Sony Corporation (NYSE: SNE) today announced that starting tomorrow, April 1, Playstation 2 will be available for $99.99. Playstation 2 is not only the best-selling console ever, with over 140 million units sold by mid 2008, but it is also the fastest-selling console as well, reaching 100 million units sold within 5 years and 9 months.
I remember when the word Playstation first started to become a household name. Nintendo and Sega had been the dominant players in the video game industry for decades, and there was a ton of doubt surrounding whether Sony, which had been dominant in overall electronics retail, had the ability to compete with the “big boys” in the video game wars, without having enough industry experience and know how. Aside from the stiff competition, it is well-known that the hardware side of video gaming is typically a losing endeavor for the companies that produce the consoles, as it costs more for the company to produce them than the price they receive at sale. However, large profit margins made on software sales, combined with much more significant volume of game sales, more than makes up for the losses experienced on hardware. But at that time, there was also talk of problems with coding on the software end of Sony’s new venture, which only added to mounting skepticism over the new console’s fate.
Even after the overwhelming success of Playstation, and its variant PSone – which combined, was the first console to ever reach sales of 100 million units, – Sony faced the same skepticism when rumors of their plans for the second generation, Playstation 2 console, hit the press. Launched at the turn of the century in the year 2000, Playstation 2, as mentioned, is now the fastest selling console ever, reaching 100 million units sold in almost half the time it took for the original Playstation to hit that mark.

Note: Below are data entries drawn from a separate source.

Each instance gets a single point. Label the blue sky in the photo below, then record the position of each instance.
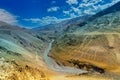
(35, 13)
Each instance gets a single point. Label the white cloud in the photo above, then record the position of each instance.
(70, 2)
(7, 17)
(53, 2)
(86, 7)
(53, 9)
(45, 20)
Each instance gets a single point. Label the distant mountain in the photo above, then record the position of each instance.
(94, 44)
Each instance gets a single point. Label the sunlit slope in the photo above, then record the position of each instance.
(97, 44)
(20, 52)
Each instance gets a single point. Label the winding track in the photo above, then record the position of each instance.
(55, 67)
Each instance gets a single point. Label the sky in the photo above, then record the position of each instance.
(36, 13)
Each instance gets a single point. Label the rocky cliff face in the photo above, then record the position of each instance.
(20, 54)
(95, 44)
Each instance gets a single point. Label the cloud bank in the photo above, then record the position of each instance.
(7, 17)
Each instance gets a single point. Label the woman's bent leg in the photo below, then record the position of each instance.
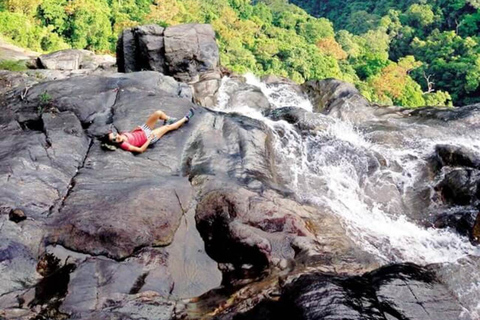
(159, 132)
(154, 117)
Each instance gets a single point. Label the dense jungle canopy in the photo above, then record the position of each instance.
(409, 53)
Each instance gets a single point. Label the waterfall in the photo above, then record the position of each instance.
(372, 181)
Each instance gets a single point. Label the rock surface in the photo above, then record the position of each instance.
(189, 53)
(113, 235)
(392, 292)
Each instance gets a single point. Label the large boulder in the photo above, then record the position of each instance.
(247, 233)
(392, 292)
(73, 59)
(189, 53)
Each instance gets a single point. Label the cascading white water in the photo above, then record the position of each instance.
(331, 169)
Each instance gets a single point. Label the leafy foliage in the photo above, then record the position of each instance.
(387, 48)
(443, 35)
(12, 65)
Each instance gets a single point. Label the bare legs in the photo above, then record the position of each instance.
(159, 132)
(153, 119)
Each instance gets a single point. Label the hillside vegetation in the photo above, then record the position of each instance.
(275, 37)
(441, 34)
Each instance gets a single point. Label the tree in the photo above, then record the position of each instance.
(90, 26)
(27, 7)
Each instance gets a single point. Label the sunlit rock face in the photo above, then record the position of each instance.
(243, 213)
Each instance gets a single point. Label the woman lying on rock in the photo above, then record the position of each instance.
(140, 138)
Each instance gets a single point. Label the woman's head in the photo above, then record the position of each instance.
(114, 137)
(110, 141)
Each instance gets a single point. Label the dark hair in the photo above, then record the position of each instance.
(107, 144)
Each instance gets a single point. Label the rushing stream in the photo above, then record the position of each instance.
(373, 176)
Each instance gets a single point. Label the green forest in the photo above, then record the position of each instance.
(405, 53)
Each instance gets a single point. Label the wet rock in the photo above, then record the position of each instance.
(17, 264)
(476, 230)
(462, 221)
(248, 233)
(243, 95)
(206, 89)
(460, 186)
(392, 292)
(230, 147)
(147, 305)
(454, 156)
(17, 215)
(339, 99)
(190, 50)
(43, 166)
(97, 279)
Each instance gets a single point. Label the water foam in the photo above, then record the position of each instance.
(331, 169)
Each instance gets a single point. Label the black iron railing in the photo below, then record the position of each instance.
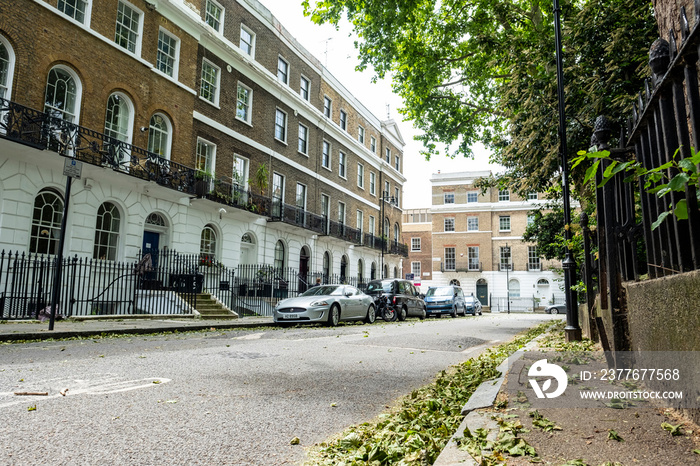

With todays announcement regarding not just the price cut, but also the deep bench of more than 100+ titles slated to be added to its game arsenal just this year, it’s no surprise that almost 10 years later, Playstation 2 is showing no signs of slowing down in popularity. Aside from that, Director of Hardware Marketing, John Koller, is quoted in this article as having stated, “We don’t intend on discarding the system any time soon.” Meanwhile, direct competitors, Microsoft Xbox and Nintendo GameCube – both released a year after Playstation 2 – were discontinued in 2006 and 2007, respectively. Based on all that, I’d say Sony has certainly proven the naysayers wrong regarding their ability to enter and dominate the video game industry, or perhaps even any sub-industry within consumer electronics, without having gleamed prior industry experience or know how.
Sony’s newest generation console, Playstation 3, however, has sorely lagged behind its predecessors in terms of sales volume and popularity, mostly due to it having the highest price point of all the newest game systems at $399.99.
With the price of the PS2 being cut today, along with Sony’s recent weaker-than-expected earnings announcement, all in the midst of the current economic recession, some serious pressure has been mounting for a big drop in the price of the PS3. Most argue that a $50-$100 price cut would make the PS3 much more competitive with current console-sales leaders, Nintendo Wii and Xbox 360. Despite absolute denial of the corporation’s willingness to do so, recent news of technological advances within the industry, like the rumor-heavy OnLive service set to launch soon, as well as rising popularity of the other competing consoles, I’d say a PS3 price cut this year is inevitable. With unemployment looking to continue rising, which means more and more parents staying home with their children, Nintendo Wii, which is the cheapest and is widely accepted as the most family and socially oriented of all the current systems, may have an opportunity to take a significant amount of market share away from Sony during the upcoming summer months, when kids are out school and playing video games more than ever. If Sony remains stubborn on price throughout the summer, I have no doubt that an ’09 Christmas price cut could be the company’s last option in an effort to keep PS3 competitive with Wii and Xbox 360. If that were to happen, I think the war over which console is best, Wii, 360, or PS3, would come to an abrupt end with a nice three-peat for Sony. Power to the Players!